Path Outlined for Biosimilars
A small bipartisan group of legislators has joined to introduce a bill that would create a pathway for the approval of follow-on biologics, or biosimilars. The Pathway for Biosimilars Act (H.R. 1548) is designed to accomplish for follow-on biologics what the Hatch-Waxman Act of 1984 did for generic drugs. Coming as the original patents on biologics are beginning to expire, the biosimilars legislation would set up a process within the Food and Drug Administration for the expedited approval of new biologics based on innovative products that are already on the market. The bill includes safeguards for patient safety and incentives for companies to continue to create innovative products. Specifically, the bill provides 12 years of exclusivity for the original biologic product. The bill was introduced in March by Rep. Eshoo, Rep. Jay Inslee (D-Wash.), and Rep. Joe Barton (R-Tex.), the ranking member of the House Committee on Energy and Commerce. “Congress needs to finally act on this issue,” Rep. Barton said in a statement. “Our bill promotes competition through biosimilars in a way that puts patient safety first and also encourages new therapies and medical advancement.” Similar legislation (H.R. 1427) was also introduced last month by Henry Waxman (D-Calif.), chairman of that committee. Under that bill, lawmakers provided 5 years of exclusivity for the original biologic product.

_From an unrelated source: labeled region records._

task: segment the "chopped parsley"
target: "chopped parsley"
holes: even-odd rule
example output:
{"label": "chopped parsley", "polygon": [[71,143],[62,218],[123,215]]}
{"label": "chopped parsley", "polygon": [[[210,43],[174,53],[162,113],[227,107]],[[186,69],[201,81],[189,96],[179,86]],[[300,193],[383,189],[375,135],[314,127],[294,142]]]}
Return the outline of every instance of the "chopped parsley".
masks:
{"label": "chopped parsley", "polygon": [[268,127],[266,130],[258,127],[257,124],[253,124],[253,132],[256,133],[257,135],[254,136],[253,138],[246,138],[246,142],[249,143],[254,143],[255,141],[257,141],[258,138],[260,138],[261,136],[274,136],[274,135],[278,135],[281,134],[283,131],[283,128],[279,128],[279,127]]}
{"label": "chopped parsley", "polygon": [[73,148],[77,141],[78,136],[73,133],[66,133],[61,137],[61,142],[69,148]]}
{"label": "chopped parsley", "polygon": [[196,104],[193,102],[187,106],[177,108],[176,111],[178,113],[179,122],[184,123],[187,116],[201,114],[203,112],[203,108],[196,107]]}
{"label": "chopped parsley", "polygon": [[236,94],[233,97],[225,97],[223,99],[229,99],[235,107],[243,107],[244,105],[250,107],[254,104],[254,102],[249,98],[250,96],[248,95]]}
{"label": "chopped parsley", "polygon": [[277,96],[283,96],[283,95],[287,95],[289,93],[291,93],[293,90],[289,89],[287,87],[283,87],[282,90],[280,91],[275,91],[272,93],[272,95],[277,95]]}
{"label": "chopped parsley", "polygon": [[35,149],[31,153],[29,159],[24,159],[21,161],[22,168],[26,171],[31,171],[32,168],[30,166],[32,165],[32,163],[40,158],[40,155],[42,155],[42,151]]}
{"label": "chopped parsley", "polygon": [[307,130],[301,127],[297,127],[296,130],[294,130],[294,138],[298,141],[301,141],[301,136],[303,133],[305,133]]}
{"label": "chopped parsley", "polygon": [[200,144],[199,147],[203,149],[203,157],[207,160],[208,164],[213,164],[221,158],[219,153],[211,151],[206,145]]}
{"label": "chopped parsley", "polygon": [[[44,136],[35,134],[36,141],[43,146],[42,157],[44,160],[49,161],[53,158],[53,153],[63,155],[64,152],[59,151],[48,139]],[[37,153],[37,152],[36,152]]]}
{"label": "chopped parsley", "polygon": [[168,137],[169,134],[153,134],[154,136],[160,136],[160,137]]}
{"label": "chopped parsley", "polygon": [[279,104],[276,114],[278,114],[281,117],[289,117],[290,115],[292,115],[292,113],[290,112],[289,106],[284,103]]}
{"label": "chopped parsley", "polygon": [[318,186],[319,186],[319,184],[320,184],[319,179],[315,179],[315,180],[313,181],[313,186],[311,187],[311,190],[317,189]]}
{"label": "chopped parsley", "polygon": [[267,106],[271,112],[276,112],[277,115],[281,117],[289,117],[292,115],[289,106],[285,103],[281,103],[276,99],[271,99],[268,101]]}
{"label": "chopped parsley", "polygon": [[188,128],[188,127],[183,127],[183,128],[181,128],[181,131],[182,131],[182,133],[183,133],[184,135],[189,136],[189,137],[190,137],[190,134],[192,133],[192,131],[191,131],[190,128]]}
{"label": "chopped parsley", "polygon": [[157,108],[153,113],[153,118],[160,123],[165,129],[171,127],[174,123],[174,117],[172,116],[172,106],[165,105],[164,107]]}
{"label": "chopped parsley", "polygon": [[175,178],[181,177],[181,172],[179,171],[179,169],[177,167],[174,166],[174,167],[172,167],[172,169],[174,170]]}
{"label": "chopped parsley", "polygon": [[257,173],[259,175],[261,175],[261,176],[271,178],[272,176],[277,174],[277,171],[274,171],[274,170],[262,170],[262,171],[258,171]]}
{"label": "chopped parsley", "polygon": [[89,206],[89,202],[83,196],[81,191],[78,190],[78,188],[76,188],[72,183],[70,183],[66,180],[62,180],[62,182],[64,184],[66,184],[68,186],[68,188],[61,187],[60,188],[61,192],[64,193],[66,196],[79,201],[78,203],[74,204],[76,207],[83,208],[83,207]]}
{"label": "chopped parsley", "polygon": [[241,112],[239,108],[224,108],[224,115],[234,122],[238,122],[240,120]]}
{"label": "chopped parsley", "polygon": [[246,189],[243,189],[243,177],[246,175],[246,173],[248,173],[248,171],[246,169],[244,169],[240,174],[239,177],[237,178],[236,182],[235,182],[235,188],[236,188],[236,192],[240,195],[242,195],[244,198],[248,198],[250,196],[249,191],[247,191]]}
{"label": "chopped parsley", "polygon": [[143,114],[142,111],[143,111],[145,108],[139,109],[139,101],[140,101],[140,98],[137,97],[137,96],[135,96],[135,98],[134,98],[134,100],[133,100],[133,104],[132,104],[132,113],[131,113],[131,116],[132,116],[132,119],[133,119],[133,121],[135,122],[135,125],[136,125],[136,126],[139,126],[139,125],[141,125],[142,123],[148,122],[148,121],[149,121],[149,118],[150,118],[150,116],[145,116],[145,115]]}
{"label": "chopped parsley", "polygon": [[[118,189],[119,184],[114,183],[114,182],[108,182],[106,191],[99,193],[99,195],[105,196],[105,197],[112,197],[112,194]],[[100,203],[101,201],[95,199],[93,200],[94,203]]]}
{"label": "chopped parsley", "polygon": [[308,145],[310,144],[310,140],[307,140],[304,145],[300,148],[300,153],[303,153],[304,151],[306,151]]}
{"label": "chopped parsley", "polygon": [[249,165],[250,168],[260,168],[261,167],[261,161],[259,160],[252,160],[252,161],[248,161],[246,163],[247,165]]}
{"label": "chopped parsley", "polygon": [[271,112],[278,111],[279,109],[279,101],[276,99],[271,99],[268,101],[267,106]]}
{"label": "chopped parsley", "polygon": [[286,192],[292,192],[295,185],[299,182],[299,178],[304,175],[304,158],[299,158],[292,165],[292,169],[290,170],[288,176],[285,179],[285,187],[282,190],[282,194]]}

Physicians Postponing Retirement
Fewer physicians left group practices in 2008 than in 2007, and a majority of group practice leaders believe that this change reflects more physicians' postponement of retirement because of the poor economy, said the American Medical Group Association. The group's annual survey of AMGA members reported about a 6% turnover of group practice physicians in 2008, compared with nearly 7% in 2007. The top reasons cited for leaving a group included poor fit with one's practice and the need to relocate to be closer to family. Flexibility can keep physicians in a practice, according to respondents, nearly half of whom said that part-time options encourage physicians either to stay while meeting personal needs, or to delay retirement. Almost three-quarters of group practices offer preretirement physicians reduced hours, 56% allow for no call responsibility, and 20% allow for concentration on certain patient groups.
87 Million Uninsured in 2007–08
Nearly 87 million Americans— one in three people younger than 65 years—were uninsured at some point during 2007–2008, according to a report from the advocacy group Families USA. More than half of individuals and families with incomes between the federal poverty level and twice the poverty level ($21,200–$42,400 in annual income for a family of four in 2008) went without health insurance at some point during those 2 years, the report said. In addition, most of those who went uninsured did so for long periods: Almost two-thirds were uninsured for 9 months or more. Four of five of the uninsured were in working families, and most of these families included someone who was employed full time, the report said.